The new policy applies to currently pending and future naturalization applications.
What should I expect?
Be ready to discuss your community ties, employment and educational history, family life, and evidence of rehabilitation after prior negative acts, and to submit documentation to affirmatively prove your good moral character.
NIV Applicants Must Now Interview in Their Country of Nationality or Residence
In a big shift from prior policy, all NIV applicants are now required to schedule their visa interviews in the country where they hold nationality or legal residence. Nationals of countries without routine NIV operations must apply at designated third-country embassies or consulates.
H-1B Visa Changes and the $100k Rule
The recently announced policy creating a $100k entry fee for H-1B visas does NOT apply in all circumstances.
Employers can continue to file H-1B petitions for candidates already in the US in H-1B status without paying the $100k fee.
Per the plain language of the Executive Order, Employers can continue to file H-1B petitions for candidates in the US under a different status ("change of status") without paying the $100k fee. Since the order has gone into effect, we have successfully filed and had receipted H-1B change of status petitions.
Even for cases where the $100k fee is required for reentry to the US, there is a National Interest exception. We will support our client and beneficiary efforts to make the case for exception. Historically, visa holders applied for this exception at a consulate, typically with a supporting letter from the employer explaining why their industry and/or the beneficiary's role was important to the US's national interest. As there is further guidance from the government or reports from the consulates on the process and evidence for this exception, we will share with our clients.
What is the New Wage-Weighted H-1B Lottery Proposal?
The Department of Homeland Security has proposed replacing the random H-1B lottery with a tiered, wage-weighted system. Registrations tied to higher prevailing-wage levels would receive more entries, as follows:
Level IV (highest wage) – 4 entries
Level III – 3 entries
Level II – 2 entries
Level I (entry-level) – 1 entry
Employers would need to certify the SOC code, wage level, and location at registration, with petitions required to match those details.
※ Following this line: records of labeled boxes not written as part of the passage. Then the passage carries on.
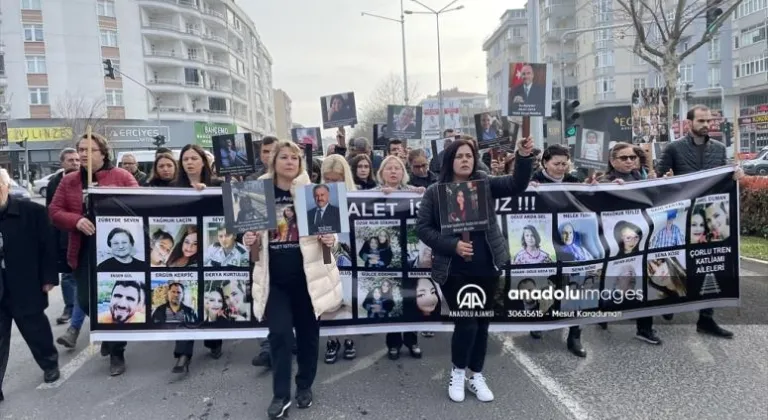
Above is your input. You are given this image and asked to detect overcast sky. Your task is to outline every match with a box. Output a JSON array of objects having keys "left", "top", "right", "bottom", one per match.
[{"left": 242, "top": 0, "right": 525, "bottom": 135}]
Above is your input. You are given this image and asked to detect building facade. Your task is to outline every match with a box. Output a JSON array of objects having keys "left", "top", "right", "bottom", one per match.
[
  {"left": 275, "top": 89, "right": 293, "bottom": 139},
  {"left": 483, "top": 0, "right": 768, "bottom": 151},
  {"left": 0, "top": 0, "right": 275, "bottom": 173}
]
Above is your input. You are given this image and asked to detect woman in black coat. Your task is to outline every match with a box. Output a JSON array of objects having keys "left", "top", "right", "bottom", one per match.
[{"left": 418, "top": 138, "right": 533, "bottom": 402}]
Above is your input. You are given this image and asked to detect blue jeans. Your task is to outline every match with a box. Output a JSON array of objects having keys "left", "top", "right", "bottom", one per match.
[{"left": 61, "top": 273, "right": 77, "bottom": 309}]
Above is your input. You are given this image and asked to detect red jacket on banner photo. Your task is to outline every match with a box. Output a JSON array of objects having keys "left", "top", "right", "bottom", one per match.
[{"left": 48, "top": 166, "right": 139, "bottom": 270}]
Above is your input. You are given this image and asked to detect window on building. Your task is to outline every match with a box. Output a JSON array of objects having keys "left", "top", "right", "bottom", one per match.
[
  {"left": 29, "top": 88, "right": 50, "bottom": 105},
  {"left": 25, "top": 55, "right": 47, "bottom": 74},
  {"left": 677, "top": 64, "right": 693, "bottom": 83},
  {"left": 96, "top": 0, "right": 115, "bottom": 17},
  {"left": 107, "top": 89, "right": 123, "bottom": 106},
  {"left": 707, "top": 67, "right": 720, "bottom": 88},
  {"left": 21, "top": 0, "right": 42, "bottom": 10},
  {"left": 24, "top": 24, "right": 45, "bottom": 42},
  {"left": 707, "top": 35, "right": 720, "bottom": 60},
  {"left": 101, "top": 29, "right": 117, "bottom": 47}
]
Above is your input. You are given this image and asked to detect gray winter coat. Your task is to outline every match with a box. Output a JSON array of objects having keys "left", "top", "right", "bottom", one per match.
[
  {"left": 417, "top": 155, "right": 533, "bottom": 285},
  {"left": 656, "top": 134, "right": 728, "bottom": 176}
]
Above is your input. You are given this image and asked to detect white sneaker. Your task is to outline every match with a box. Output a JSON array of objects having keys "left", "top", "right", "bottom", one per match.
[
  {"left": 467, "top": 373, "right": 493, "bottom": 402},
  {"left": 448, "top": 368, "right": 467, "bottom": 402}
]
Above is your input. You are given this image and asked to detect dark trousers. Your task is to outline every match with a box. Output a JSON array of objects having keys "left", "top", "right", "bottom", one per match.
[
  {"left": 173, "top": 340, "right": 224, "bottom": 359},
  {"left": 0, "top": 306, "right": 59, "bottom": 391},
  {"left": 72, "top": 248, "right": 128, "bottom": 357},
  {"left": 264, "top": 279, "right": 320, "bottom": 399},
  {"left": 442, "top": 276, "right": 499, "bottom": 372},
  {"left": 386, "top": 332, "right": 419, "bottom": 349}
]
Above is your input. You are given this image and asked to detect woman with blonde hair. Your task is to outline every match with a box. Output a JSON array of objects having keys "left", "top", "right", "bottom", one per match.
[{"left": 243, "top": 140, "right": 342, "bottom": 419}]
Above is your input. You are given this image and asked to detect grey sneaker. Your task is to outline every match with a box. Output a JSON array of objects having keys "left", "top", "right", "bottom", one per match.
[{"left": 56, "top": 327, "right": 80, "bottom": 349}]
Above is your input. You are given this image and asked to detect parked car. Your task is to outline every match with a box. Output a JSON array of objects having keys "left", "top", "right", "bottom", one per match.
[
  {"left": 741, "top": 147, "right": 768, "bottom": 176},
  {"left": 32, "top": 169, "right": 62, "bottom": 197},
  {"left": 9, "top": 180, "right": 32, "bottom": 200}
]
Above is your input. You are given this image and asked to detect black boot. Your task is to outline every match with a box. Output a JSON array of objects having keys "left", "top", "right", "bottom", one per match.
[{"left": 567, "top": 327, "right": 587, "bottom": 357}]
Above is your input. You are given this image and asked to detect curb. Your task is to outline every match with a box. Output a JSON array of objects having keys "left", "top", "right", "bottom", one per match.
[{"left": 741, "top": 257, "right": 768, "bottom": 273}]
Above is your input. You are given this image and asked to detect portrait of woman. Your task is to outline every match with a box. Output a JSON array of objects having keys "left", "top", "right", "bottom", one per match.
[
  {"left": 613, "top": 220, "right": 643, "bottom": 255},
  {"left": 168, "top": 225, "right": 197, "bottom": 267},
  {"left": 557, "top": 222, "right": 595, "bottom": 261},
  {"left": 513, "top": 225, "right": 552, "bottom": 264},
  {"left": 648, "top": 257, "right": 687, "bottom": 300}
]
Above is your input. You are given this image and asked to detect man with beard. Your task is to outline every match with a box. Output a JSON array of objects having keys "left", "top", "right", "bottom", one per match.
[
  {"left": 98, "top": 280, "right": 146, "bottom": 324},
  {"left": 98, "top": 228, "right": 144, "bottom": 273}
]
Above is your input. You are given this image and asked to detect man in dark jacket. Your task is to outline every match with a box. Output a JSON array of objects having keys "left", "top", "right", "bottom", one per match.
[
  {"left": 656, "top": 105, "right": 744, "bottom": 338},
  {"left": 0, "top": 169, "right": 60, "bottom": 401},
  {"left": 45, "top": 147, "right": 80, "bottom": 325}
]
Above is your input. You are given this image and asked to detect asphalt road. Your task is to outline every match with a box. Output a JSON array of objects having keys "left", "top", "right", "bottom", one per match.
[{"left": 0, "top": 256, "right": 768, "bottom": 420}]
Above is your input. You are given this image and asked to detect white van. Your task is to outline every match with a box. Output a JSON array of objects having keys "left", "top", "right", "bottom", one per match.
[{"left": 117, "top": 149, "right": 181, "bottom": 175}]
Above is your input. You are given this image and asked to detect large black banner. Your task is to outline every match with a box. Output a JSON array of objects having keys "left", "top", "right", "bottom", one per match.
[{"left": 89, "top": 168, "right": 739, "bottom": 341}]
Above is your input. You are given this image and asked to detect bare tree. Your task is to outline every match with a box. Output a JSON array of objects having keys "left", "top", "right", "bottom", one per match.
[
  {"left": 616, "top": 0, "right": 742, "bottom": 121},
  {"left": 51, "top": 92, "right": 107, "bottom": 141},
  {"left": 349, "top": 73, "right": 420, "bottom": 141}
]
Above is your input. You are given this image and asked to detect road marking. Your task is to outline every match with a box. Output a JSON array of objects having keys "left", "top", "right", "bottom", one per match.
[
  {"left": 37, "top": 343, "right": 101, "bottom": 389},
  {"left": 501, "top": 336, "right": 594, "bottom": 420},
  {"left": 323, "top": 348, "right": 389, "bottom": 385}
]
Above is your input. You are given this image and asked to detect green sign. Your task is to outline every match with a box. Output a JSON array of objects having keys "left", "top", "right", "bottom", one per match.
[{"left": 195, "top": 121, "right": 237, "bottom": 148}]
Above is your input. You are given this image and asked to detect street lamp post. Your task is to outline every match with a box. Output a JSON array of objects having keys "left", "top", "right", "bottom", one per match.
[
  {"left": 405, "top": 0, "right": 464, "bottom": 135},
  {"left": 360, "top": 0, "right": 408, "bottom": 105}
]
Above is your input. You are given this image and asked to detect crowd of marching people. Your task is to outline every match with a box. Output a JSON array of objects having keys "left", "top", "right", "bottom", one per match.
[{"left": 0, "top": 106, "right": 741, "bottom": 418}]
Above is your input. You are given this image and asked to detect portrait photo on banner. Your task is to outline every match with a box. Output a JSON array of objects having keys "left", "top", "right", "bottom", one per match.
[
  {"left": 647, "top": 249, "right": 688, "bottom": 301},
  {"left": 602, "top": 255, "right": 645, "bottom": 306},
  {"left": 295, "top": 182, "right": 349, "bottom": 237},
  {"left": 573, "top": 129, "right": 611, "bottom": 171},
  {"left": 690, "top": 194, "right": 731, "bottom": 244},
  {"left": 96, "top": 216, "right": 147, "bottom": 273},
  {"left": 291, "top": 127, "right": 323, "bottom": 156},
  {"left": 203, "top": 216, "right": 250, "bottom": 268},
  {"left": 221, "top": 179, "right": 277, "bottom": 233},
  {"left": 96, "top": 273, "right": 147, "bottom": 325},
  {"left": 320, "top": 270, "right": 354, "bottom": 321},
  {"left": 600, "top": 209, "right": 650, "bottom": 257},
  {"left": 646, "top": 200, "right": 688, "bottom": 249},
  {"left": 437, "top": 180, "right": 488, "bottom": 234},
  {"left": 405, "top": 219, "right": 432, "bottom": 271},
  {"left": 150, "top": 271, "right": 200, "bottom": 325},
  {"left": 149, "top": 217, "right": 200, "bottom": 268},
  {"left": 387, "top": 105, "right": 421, "bottom": 140},
  {"left": 501, "top": 63, "right": 552, "bottom": 117},
  {"left": 507, "top": 213, "right": 557, "bottom": 265},
  {"left": 357, "top": 271, "right": 403, "bottom": 319},
  {"left": 201, "top": 271, "right": 251, "bottom": 324},
  {"left": 506, "top": 267, "right": 560, "bottom": 315},
  {"left": 553, "top": 213, "right": 605, "bottom": 262},
  {"left": 560, "top": 263, "right": 603, "bottom": 311},
  {"left": 354, "top": 219, "right": 403, "bottom": 269},
  {"left": 401, "top": 271, "right": 449, "bottom": 321},
  {"left": 211, "top": 133, "right": 256, "bottom": 176},
  {"left": 320, "top": 92, "right": 357, "bottom": 129}
]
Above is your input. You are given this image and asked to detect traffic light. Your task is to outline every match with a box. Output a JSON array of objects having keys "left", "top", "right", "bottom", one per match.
[
  {"left": 707, "top": 0, "right": 723, "bottom": 33},
  {"left": 103, "top": 59, "right": 115, "bottom": 80},
  {"left": 152, "top": 134, "right": 165, "bottom": 147}
]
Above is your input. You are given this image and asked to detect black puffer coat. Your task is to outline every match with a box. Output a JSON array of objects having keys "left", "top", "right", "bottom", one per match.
[
  {"left": 418, "top": 155, "right": 533, "bottom": 285},
  {"left": 656, "top": 134, "right": 728, "bottom": 176}
]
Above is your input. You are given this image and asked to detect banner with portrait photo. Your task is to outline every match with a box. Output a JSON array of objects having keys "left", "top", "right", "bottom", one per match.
[
  {"left": 501, "top": 63, "right": 552, "bottom": 117},
  {"left": 386, "top": 105, "right": 421, "bottom": 140},
  {"left": 88, "top": 167, "right": 740, "bottom": 341},
  {"left": 320, "top": 92, "right": 357, "bottom": 130}
]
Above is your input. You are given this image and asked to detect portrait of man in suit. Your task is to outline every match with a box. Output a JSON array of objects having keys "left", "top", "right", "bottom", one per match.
[{"left": 307, "top": 184, "right": 341, "bottom": 235}]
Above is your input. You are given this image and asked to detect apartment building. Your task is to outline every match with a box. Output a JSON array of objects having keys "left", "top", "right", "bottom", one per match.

The proposal is open for public comment until October 24, 2025, and if finalized, the earliest impact would be the FY 2027 cap season.
Does this affect current H-1B employees?
No. The proposal only potentially impacts future lottery selections and does not change the status of individuals already in H-1B status.
When would this take effect?
If finalized, the earliest it could apply is the FY 2027 cap season (lottery expected in March 2026).
What about H-1B transfers, amendments, or extensions?
These are not part of the proposal. The rule applies only to cap-subject lottery registrations.
Can the rule still change?
Yes. It is currently a proposal open for public comment until October 24, 2025, and may be revised, delayed, or challenged before becoming final.
Our firm is here for you, to guide you through if this change happens. We will continue to keep you updated as this proposal moves forward.